最近、クラシックと思って借りてきたCDが聴いてみたらポップ・クラシックで仰天することが多いです。
新しいジャンルの誕生はおめでたいことですが、紛らわしいからクラシックの棚に入れないで~!

声楽にマイクロフォンを使ったり、ずいぶん変わった歌い方をする人も増えているようです。
わかって個性を出している人は良いのですが、実力不足・練習不足を誤魔化すためが9割方の模様。

その時代にはその時代なりの様式美があるので尊重してください、と私の先生はおっしゃいます。
様々な時代の異なるジャンルの音楽を聴いて来た感想から言うと、全くその通りだと思います。

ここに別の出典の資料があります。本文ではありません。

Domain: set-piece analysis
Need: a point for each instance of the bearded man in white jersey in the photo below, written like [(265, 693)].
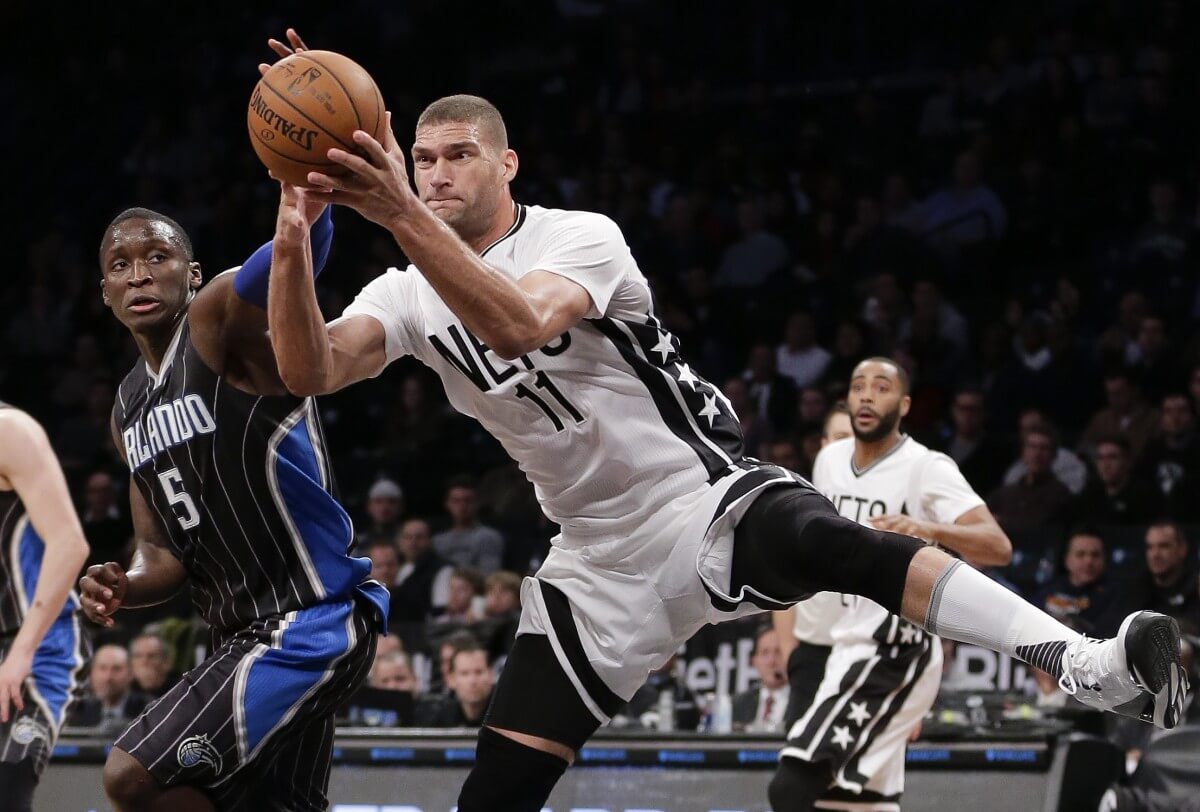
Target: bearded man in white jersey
[(847, 747), (541, 326)]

「現代の技術に合わせて芸術も変わっていくべき」と言う理屈はわかります。
しかし、時間をかけて熟成した古いものの価値がなくなることはありません。

それがクラシックであり、古典であり、伝統技法なのです。

マイクがあるからといって声楽家が自らの身体を楽器化すべく日々積んでいる鍛錬を軽視することは、
自動車があるからと言ってマラソンを否定するようなものです。

故・淡谷のり子先生や美輪明宏さんや故・ベッシー・スミスもマイクを使いますが、
マイク無しでも歌えるだけの身体コントロールを体得しているからこそ、の歌がそこにはあります。

多くの方が気軽にいろいろなものを楽しめるようになったのは素晴らしいことですが、
何かを習得しようとする入門者がそのあたりを混同すると、取り返しのつかないことになります。

美術の世界で、デッサンもできない初心者にいきなりピカソ(後期)の真似ごとをさせるのは問題です。

底の浅い技術の氾濫は、消費者の鑑賞眼を衰えさせ、さらなる技術の衰退を生む・・・悪循環。

建築の世界でも、「刻み」のできない大工さん(と呼んでいいのかな?)が増えているようです。

「プレカットや仕口金物の無かった時代の技術だから」と片付けてしまってもよいですか?